You’d think, that as a girl who loves Prada and Lanvin and things trendy and shiny, that I would pick a poet who is a bit more au courant. But no. Ultimately, we choose what speaks to us. And Longfellow, that very bourgeois poet (although I am not fond of him elsewhere) in just this poem, speaks to me.
“Often I think of the beautiful town that is seated by the sea;
Often in thought go up and down
The pleasant streets of that dear old town
And my youth comes back to me [doesn’t it, though? Returning to a place where you were young gives a strange, powerful feeling of youthful memories on aging].

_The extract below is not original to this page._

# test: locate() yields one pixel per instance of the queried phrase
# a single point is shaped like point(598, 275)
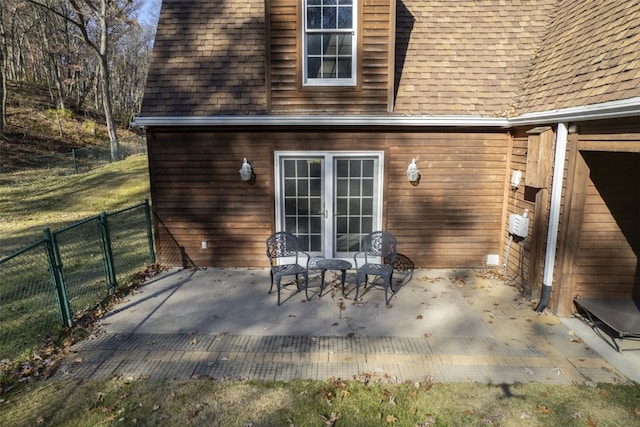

And a verse of a Lapland song
Is haunting my memory still:
‘A boy’s will is the wind’s will,
And the thoughts of youth are long, long thoughts.’ ”
It is when Longfellow talks about the gleams and glooms that dart across the brain of a school-boy, the song and the silence in the heart that are partly longings and partly prophecies, that he really gets me. I was never a boy (just a tomboy), but to me it speaks deeply of childhood fancies, pains and pleasures. It is hard, sometimes, not to listen to the chatter of a child (like, say, Curly, who chatters away happily with anyone willing to have a nice, companionable gab with her) who is starting to develop their own understanding of the world, and not think of this poem.
And today, at a funeral for a 10-year-old boy, I thought of it again, and of Auden’s classic poem of grief. And Emerson, and his hyacinthine boy, never to be returned.
There will never be anything right in a child’s funeral.